The great debate – electric forklifts versus IC (internal combustion) forklifts. This decision is not only for new companies. Established companies may also weigh the advantages and disadvantages of each fuel, especially if there is a shift of priorities to “go green.”
The forklift industry has experienced a shift in sales, with electric forklifts now accounting for nearly 60% of the forklift market. Electric forklifts are rising in popularity due to advances in technology that are allowing them to operate more comparably to internal combustion engine forklifts in regards to performance and run time. The emergence of fast-charging capabilities, higher-voltage outputs, and new and improved battery, pump, and motor technologies are some of the reasons for these breakthroughs.
With these advantages come other factors to consider. Although electric forklifts have lower lifetime fuel costs, the initial cost is higher. In addition to the cost of the battery, an area for charging, watering and cleaning must be arranged. Certain electric forklifts can be at a disadvantage when using the forklift in an outdoor application, depending on the design of the forklift. Many forklifts today, including Toyota’s 3-Wheel Electric and 80V Pneumatic models are designed to protect critical forklift components from potential damage due to water intrusion. Downtime can also be experienced if the battery is not charged or equalized properly.

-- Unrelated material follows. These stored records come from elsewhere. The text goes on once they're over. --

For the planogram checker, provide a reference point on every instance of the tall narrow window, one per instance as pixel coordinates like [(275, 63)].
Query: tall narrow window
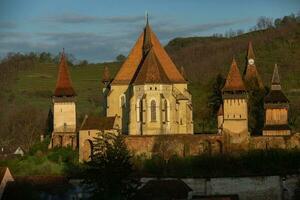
[(153, 111), (166, 111), (123, 102)]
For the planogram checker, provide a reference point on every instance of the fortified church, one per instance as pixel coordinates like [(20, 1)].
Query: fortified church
[(149, 102)]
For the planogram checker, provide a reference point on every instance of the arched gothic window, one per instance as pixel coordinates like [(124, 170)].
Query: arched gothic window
[(166, 111), (153, 111), (122, 101)]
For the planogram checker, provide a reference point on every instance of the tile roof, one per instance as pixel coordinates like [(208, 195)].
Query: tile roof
[(276, 95), (64, 83), (250, 53), (150, 71), (234, 80), (275, 77), (99, 123), (2, 172), (251, 73), (220, 111), (106, 75), (146, 41)]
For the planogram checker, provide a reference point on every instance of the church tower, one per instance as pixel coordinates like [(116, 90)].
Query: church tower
[(149, 94), (251, 76), (276, 109), (64, 109), (235, 112)]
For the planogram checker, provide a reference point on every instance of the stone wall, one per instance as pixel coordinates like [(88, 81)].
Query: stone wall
[(184, 145), (181, 145), (247, 188)]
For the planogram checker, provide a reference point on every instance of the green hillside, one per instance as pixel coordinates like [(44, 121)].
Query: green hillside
[(36, 86), (202, 57)]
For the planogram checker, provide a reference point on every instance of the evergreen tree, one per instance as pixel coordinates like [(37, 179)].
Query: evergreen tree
[(109, 174), (215, 99)]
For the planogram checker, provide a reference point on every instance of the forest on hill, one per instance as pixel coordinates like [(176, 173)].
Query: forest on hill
[(27, 81)]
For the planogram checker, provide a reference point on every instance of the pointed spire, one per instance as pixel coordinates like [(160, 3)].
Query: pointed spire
[(63, 84), (106, 75), (147, 45), (250, 51), (275, 79), (234, 80), (220, 111)]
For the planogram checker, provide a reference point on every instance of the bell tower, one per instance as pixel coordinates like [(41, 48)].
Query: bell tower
[(251, 76), (235, 113), (64, 109), (276, 109)]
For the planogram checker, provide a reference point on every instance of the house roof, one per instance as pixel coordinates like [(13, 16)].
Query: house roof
[(275, 77), (220, 111), (64, 84), (106, 75), (234, 80), (276, 95), (147, 41), (151, 70), (99, 123), (250, 53)]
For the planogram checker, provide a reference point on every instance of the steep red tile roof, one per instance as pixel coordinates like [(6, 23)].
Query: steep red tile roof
[(64, 84), (250, 51), (220, 111), (251, 73), (2, 172), (146, 41), (106, 75), (151, 71), (234, 80), (276, 95), (98, 123)]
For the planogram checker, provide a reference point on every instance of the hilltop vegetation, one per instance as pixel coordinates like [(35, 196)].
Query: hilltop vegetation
[(205, 57), (27, 81)]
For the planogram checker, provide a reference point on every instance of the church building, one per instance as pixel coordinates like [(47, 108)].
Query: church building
[(149, 94), (64, 109), (276, 109)]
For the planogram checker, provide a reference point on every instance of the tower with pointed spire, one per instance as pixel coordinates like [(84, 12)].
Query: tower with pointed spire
[(235, 111), (64, 108), (251, 75), (148, 93), (276, 109)]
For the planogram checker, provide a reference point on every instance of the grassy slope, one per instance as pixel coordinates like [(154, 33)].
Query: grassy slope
[(202, 58), (36, 86)]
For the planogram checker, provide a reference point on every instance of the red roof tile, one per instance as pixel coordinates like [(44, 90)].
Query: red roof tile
[(234, 80), (64, 84), (146, 41)]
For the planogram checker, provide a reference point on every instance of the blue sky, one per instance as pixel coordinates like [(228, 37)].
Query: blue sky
[(99, 30)]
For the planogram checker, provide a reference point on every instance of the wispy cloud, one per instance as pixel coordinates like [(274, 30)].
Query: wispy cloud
[(79, 19), (166, 32), (7, 25), (96, 46)]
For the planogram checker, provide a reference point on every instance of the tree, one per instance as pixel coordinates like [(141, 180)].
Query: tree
[(109, 173), (264, 23), (120, 58), (215, 99)]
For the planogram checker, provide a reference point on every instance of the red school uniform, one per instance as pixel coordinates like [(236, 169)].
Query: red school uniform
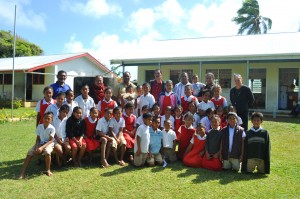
[(186, 135), (91, 143), (193, 158), (129, 126)]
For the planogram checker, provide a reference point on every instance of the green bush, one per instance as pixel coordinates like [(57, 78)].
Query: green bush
[(7, 103)]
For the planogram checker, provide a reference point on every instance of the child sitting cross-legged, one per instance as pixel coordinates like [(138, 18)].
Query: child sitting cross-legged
[(142, 140), (155, 143), (116, 126), (43, 145)]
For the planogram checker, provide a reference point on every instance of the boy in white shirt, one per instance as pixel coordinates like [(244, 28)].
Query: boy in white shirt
[(85, 101), (43, 145), (169, 142), (142, 141), (146, 98)]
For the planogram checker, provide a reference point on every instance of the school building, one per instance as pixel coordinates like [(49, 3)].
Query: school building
[(33, 73), (268, 63)]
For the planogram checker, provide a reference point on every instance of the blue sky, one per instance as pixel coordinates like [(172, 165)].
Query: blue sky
[(109, 28)]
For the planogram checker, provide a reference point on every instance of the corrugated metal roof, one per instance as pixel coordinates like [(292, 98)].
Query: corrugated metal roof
[(33, 62), (232, 47)]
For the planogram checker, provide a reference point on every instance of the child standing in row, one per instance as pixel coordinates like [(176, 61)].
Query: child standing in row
[(194, 153), (232, 143), (43, 145), (85, 102), (75, 129), (155, 145), (142, 141), (257, 147), (116, 126), (43, 104)]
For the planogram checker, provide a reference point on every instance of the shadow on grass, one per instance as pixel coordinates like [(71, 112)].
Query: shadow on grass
[(224, 177)]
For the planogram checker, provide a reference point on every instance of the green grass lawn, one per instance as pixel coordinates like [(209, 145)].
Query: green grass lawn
[(174, 181)]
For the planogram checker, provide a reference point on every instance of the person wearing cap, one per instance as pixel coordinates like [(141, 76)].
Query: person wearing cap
[(241, 98)]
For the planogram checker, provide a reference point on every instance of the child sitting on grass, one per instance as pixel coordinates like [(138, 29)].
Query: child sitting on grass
[(116, 126), (257, 147), (155, 145), (43, 145), (142, 141), (193, 155)]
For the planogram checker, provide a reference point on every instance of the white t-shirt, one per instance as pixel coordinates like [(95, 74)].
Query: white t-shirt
[(144, 133), (199, 138), (54, 109), (103, 125), (146, 100), (45, 133), (116, 125), (71, 107), (37, 108), (85, 104), (60, 127), (162, 121), (168, 138), (231, 133)]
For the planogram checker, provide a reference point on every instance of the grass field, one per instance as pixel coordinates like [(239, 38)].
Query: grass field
[(174, 181)]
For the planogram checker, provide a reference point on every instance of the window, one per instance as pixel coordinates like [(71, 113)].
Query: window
[(38, 78), (222, 77), (175, 75), (7, 78)]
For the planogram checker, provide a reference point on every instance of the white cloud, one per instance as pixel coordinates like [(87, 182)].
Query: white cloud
[(93, 8), (25, 17)]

The market is still strong for IC forklifts. They account for about 40% of the forklift market and are viable solutions for both indoor and outdoor applications. IC forklifts tend to be more popular for outdoor, high-capacity applications and for specialty applications such as paper roll handling and container handling.
Other factors to consider when purchasing an IC forklift include providing ventilation in the warehouse due to emissions, operator fatigue due to noise and vibration and the physical requirements of changing propane tanks. Finally, if the operation does not require an IC forklift you should consider the lifetime costs of maintenance, repairs and fuel cost when compared to an electric forklift.
Once you’ve made the choice to go with internal combustion engine-powered forklifts for your operation, you now need to decide which fuel type is best for you. The following tips should help to point you in the right direction.
Liquid Petroleum Gas (LP) – LP is ideal for customer locations that do not have gasoline, diesel, or CNG refilling stations readily available. If you’re purchasing forklifts for a new facility, LP has the lowest initial cost since all you essentially need to purchase are LP tanks and a place to store them. LP tanks can also be swapped in a matter of minutes, which can reduce your amount of downtime when refueling. LP forklifts are available with both cushion and pneumatic tires and are ideal for both indoor and outdoor operations.
Diesel – Diesel fuel is highly efficient and can provide longer run times in general compared to other fuel types. One by-product of the combustion process with diesel is soot, which can accumulate in the exhaust system of a forklift and needs to be removed. Most Toyota forklifts are built with diesel oxidation catalysts so that this is slowly burned off over time, but there are some forklifts out there that use diesel particular filters that need to go through a manual regen process to burn away these deposits. This can lead to more downtime since the forklift must be parked and not in use for the manual regen process to complete. In general, diesel engines also have higher torque than their LP or gas counterparts, which can provide increased gradeability and acceleration. While fuel pricing is subject to change, diesel currently costs more per gallon than gasoline, providing a better return on investment over years of use. Diesel-powered forklifts are generally only available with pneumatic type tires and are designed for outdoor use. This is mostly due to the fact that they are louder machines and produce more emissions than LP or gas-powered forklifts.
Gasoline – Gasoline-only powered forklifts are pretty rare in the material handling industry due to the popularity of dual-fuel forklifts and the general lack of gasoline fueling stations, but they do serve a purpose. For customers that have refueling stations readily available, conveniently placed, and able to accommodate the size of their fleet, there is little reason to use LP or dual fuel configurations. Gasoline-powered forklifts also do not have an LP tank and bracket on the back of the forklift, which can increase rearward visibility. They are also typically more powerful than their diesel alternatives and can provide increased travel and lift/lower speeds.
Compressed Natural Gas (CNG) – Compressed Natural Gas (CNG) powered forklifts also require the appropriate refilling equipment in order to operate, but this type of fuel provides some distinct advantages. CNG is better for the environment and for overall air quality due to the fact that it produces less emissions and the natural gas dissipates into the air as water vapor and carbon dioxide in the event of a leak. Unlike LP forklifts, the CNG tank is never removed but is actually refilled which can reduce downtime and operator strain. Infrastructure for CNG refueling stations, however, can be expensive due to the large amount of land required and the general cost of equipment and installation. This, along with other barriers to entry such as obtaining the proper permits and having an adequate natural gas supply make CNG an unpopular choice in the current material handling market.